Of course, this solution is not perfect. The Tombstone-based deletion approach leads to significant write amplification in scenarios with a large number of deletions. Therefore, for bulk delete scenarios (e.g., full table deletes), we automatically switch to writing columnar storage and generating visibility maps. If an entire file is deleted, we further degrade to file deletion rather than writing visibility maps. Additionally, we have optimized the reading of visibility maps extensively, which can be referenced in [3]. We have also implemented compute-storage separation for the row-based storage by referencing the architecture of Neon. [4]
Other Work
In addition to the foundational work described above, to enable real-time ingestion of TP database source data and further optimize user experience and cost, we have also worked on ALTER TABLE
and serverless capabilities.
ALTER TABLE:
Most source TP databases are MySQL, while we provide PostgreSQL syntax. To facilitate integration for MySQL users, we have implemented syntax compatibility, such as ALTER TABLE ADD/MODIFY COLUMN FIRST/AFTER
, making it easier for MySQL users to integrate.

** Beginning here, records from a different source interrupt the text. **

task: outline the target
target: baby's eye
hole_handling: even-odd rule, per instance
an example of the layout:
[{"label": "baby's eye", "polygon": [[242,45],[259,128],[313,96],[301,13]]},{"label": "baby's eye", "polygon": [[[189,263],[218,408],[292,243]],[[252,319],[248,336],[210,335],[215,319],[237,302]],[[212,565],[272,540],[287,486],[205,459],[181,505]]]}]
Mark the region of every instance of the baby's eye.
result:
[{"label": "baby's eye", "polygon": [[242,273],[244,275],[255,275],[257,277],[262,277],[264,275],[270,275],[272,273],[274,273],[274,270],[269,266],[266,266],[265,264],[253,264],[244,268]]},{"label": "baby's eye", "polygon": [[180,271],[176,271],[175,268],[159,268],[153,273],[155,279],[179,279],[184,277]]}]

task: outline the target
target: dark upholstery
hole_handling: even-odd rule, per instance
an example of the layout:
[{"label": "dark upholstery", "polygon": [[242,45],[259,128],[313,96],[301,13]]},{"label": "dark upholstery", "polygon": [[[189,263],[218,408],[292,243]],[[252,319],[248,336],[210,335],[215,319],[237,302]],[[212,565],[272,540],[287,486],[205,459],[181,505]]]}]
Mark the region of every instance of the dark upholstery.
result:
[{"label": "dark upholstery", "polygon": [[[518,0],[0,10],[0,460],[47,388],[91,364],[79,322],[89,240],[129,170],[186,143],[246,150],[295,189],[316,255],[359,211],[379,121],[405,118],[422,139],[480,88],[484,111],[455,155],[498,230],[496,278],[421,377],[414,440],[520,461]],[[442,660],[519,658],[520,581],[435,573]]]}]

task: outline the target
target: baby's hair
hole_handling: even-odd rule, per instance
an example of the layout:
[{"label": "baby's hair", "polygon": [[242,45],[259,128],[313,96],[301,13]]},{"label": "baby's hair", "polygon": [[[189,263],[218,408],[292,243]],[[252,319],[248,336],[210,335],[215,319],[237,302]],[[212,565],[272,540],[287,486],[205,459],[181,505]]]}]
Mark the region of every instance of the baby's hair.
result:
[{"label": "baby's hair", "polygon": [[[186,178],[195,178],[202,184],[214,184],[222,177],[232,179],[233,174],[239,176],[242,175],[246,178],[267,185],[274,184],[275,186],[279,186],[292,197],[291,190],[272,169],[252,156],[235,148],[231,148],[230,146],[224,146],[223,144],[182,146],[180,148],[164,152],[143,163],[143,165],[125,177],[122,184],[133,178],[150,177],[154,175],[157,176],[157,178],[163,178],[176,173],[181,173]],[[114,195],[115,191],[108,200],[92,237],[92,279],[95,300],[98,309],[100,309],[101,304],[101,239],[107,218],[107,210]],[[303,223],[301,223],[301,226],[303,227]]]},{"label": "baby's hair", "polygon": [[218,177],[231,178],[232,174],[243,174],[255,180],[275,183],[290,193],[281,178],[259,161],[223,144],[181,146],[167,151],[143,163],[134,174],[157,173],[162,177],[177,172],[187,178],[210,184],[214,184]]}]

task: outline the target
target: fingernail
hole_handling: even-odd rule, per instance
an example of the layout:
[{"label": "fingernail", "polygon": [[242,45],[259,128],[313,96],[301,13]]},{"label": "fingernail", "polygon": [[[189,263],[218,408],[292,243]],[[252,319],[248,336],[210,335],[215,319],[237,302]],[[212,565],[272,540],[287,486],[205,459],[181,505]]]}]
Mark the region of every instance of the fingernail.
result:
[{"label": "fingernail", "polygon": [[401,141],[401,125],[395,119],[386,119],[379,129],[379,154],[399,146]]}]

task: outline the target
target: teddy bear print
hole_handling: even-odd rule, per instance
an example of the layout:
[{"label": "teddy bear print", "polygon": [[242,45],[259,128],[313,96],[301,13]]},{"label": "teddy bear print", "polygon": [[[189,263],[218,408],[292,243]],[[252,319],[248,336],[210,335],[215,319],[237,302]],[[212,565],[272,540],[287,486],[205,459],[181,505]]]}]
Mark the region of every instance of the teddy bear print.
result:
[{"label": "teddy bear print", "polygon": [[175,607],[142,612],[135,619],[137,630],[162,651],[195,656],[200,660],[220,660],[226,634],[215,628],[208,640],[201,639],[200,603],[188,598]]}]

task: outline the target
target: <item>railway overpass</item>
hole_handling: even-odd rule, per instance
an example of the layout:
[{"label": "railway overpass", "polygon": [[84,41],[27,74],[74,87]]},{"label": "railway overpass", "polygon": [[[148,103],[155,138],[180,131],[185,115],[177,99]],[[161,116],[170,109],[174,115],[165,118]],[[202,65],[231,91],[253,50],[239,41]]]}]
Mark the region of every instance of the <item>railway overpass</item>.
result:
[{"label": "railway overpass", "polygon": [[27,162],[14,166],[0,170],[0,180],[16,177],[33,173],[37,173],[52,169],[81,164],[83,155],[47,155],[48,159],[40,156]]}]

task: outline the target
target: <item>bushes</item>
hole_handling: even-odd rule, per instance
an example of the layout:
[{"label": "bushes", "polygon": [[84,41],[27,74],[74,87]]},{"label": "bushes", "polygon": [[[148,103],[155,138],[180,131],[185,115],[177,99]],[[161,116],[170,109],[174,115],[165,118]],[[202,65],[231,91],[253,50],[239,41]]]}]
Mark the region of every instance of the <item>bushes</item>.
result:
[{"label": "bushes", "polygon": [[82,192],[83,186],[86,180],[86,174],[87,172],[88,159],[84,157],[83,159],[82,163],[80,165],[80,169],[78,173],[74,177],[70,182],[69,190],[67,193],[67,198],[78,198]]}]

Spot Instance Support and Automatic Start/Stop:
Our compute and Page Server nodes are stateless, allowing us to deploy them on spot instances. Spot instances cost approximately 1/10 to 1/5 of the price of equivalent instances, significantly reducing costs. For businesses with distinct peak and off-peak periods, we offer automatic start/stop instances. When not in use, user data is preserved, compute nodes are released, and nodes are launched on-demand based on user requests, further reducing costs.
Performance Comparison
Write Capability:
The write test environment is equivalent to 32C. The 150GB lineitem table from TPC-H was divided into 20 parts and imported concurrently with 20 threads.
Test results:
RPS (Requests Per Second) results are shown in the figure below:
Write throughput:
The write capability is comparable to that of Apache Doris 2.0 with 3-replica local disks [2]. We have not optimized performance to the extreme. Achieving the above performance of 7.5MB/s per core for conflict-free writes is sufficient. Relyt's differentiation lies in its ability to stably synchronize data from high-concurrency, small-batch, and high-frequency update TP databases.
Read Capability:
Our test results in the TPC-H scenario are as follows:
1TB(64C) | 1TB(96C) | ||||
Test Environment | Test Item | Competitor S (16 C 64GB * 4) | Relyt (14C 52GB * 4) | Competitor S (16C 64GB * 6) | Relyt (14C 52GB * 6) |
Alibaba Cloud | Import Time | 6119s | 1245s | 6066s | 852s |
Query Time | 142.4s | 143.8s | 96.7s | 116s |
Our query capability ranks in the top tier of the TPC-H benchmark. Additionally, our read and write nodes follow a typical MPP architecture, with linear scalability for both read and write capabilities.
Conclusion
In summary, Relyt AI-ready Data Cloud by DataCloud Technology offers a new choice for data analysis. Our goal is not to compete with data lakes or existing OLAP engines in their areas of expertise. Instead, we aim to provide a new paradigm for data analysis, allowing users to use data analysis as easily as a single-machine database. This eliminates the need for users to build a large infrastructure team or sacrifice data freshness due to cost, turning T+0 analysis into a reality instead of T+1.
This solution has been refined over nearly two years through collaboration with seed customers. It has withstood data growth from 10 source databases to over 100, as well as extreme scenarios such as bulk table rewrites leading to massive deletions and frequent ALTER TABLE
operations. The solution is now mature and ready for broader adoption.